Rutinim benim tüm bunlar…
Halbuki ben, kapıdan içeri girerken, ayakkabılığın üstündeki faturayı dosyasına koymak için elime alıp, arka odaya doğru giderken, çay koymak için mutfağa giren, faturayı tezgahın üstüne bırakıp, salona doğru yönlenen, TV’yi açmak için sehpanın üstündeki kumandaya uzanırken tablet bilgisayarını görüp, aklına attığı bir eposta gelen, epostalarının açılmasını beklerken facebooka giren, facebookta gördüğü bir yazı üzerine yazmak istediği yazıyı hatırlayıp, word dosyasını açtıktan sonra, gelen ses üzerine mesaja bakmak için eline telefonu alacak yaştayım. Yani ne faturayı yerine koymuş ne çay içmiş, ne TV’yi açmış, ne epostalarına bakmış ne de yazısını yazmış olmam lazm…
Ama henüz, bir teklif içeriği için internette araştırma yaparken, arayan bir müşterinin sorusunu cevaplayıp, tekrar teklif yazısına dönerken, internette hazırladığı bir başka konunun içeriği ile ilgili önemli bir bilgiye rastladıktan sonra o konu için de ekleme yaptıktan sonra tekrar teklife döndüğümde, cep telefonumdan arayan annemin doktor çıkışı sağlık durumunu öğrendikten sonra, tekrar teklif yazmaya dönen ve gelen ziyaretçi ile bir iki hoş beş ettikten sonra, karnımın acıktığını ama önce ilaç içmem gerektiğini felaket hepsinden önce tuvalete gitmem gerektiğini fark ediyorum.

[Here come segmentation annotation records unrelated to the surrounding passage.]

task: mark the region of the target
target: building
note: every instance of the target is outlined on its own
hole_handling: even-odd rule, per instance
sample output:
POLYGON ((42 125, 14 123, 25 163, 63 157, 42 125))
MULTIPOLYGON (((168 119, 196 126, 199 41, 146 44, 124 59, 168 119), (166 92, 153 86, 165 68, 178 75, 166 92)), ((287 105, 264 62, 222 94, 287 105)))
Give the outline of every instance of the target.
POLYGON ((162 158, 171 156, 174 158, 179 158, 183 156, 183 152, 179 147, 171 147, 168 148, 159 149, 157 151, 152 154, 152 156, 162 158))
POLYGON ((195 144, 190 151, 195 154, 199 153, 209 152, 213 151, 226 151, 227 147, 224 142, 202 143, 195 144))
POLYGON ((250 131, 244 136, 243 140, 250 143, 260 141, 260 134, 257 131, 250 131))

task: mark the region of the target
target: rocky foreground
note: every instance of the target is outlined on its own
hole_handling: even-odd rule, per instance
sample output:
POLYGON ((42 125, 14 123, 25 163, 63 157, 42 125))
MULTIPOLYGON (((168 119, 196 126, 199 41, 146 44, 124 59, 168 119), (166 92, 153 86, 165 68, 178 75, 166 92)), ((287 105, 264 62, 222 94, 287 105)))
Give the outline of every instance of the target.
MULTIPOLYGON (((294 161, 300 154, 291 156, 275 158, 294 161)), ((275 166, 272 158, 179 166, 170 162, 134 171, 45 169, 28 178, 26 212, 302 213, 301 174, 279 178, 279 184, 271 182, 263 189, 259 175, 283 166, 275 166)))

Eskiden de hızlı idiyse hayat, şimdi başka bir isim konmalı. Tekno hız gibi bir şey mesela…Teknoloji ile birlikte geldi bunlar başımıza…
Zira beynim ile ağzım senkronize olamıyor artık. Ya çok hızlı konuşuyorum ya da hiç konuşamıyorum. Yazarken unutmayayım diye yaptıklarım ise ayrı bir yazı konusu olur.
Şu anda ise, elime bilgisayarımı aldım, yarına dair notlar almak için ama bu yazıyı yazıyorum fakat aslında radyo dinlemek istiyorum.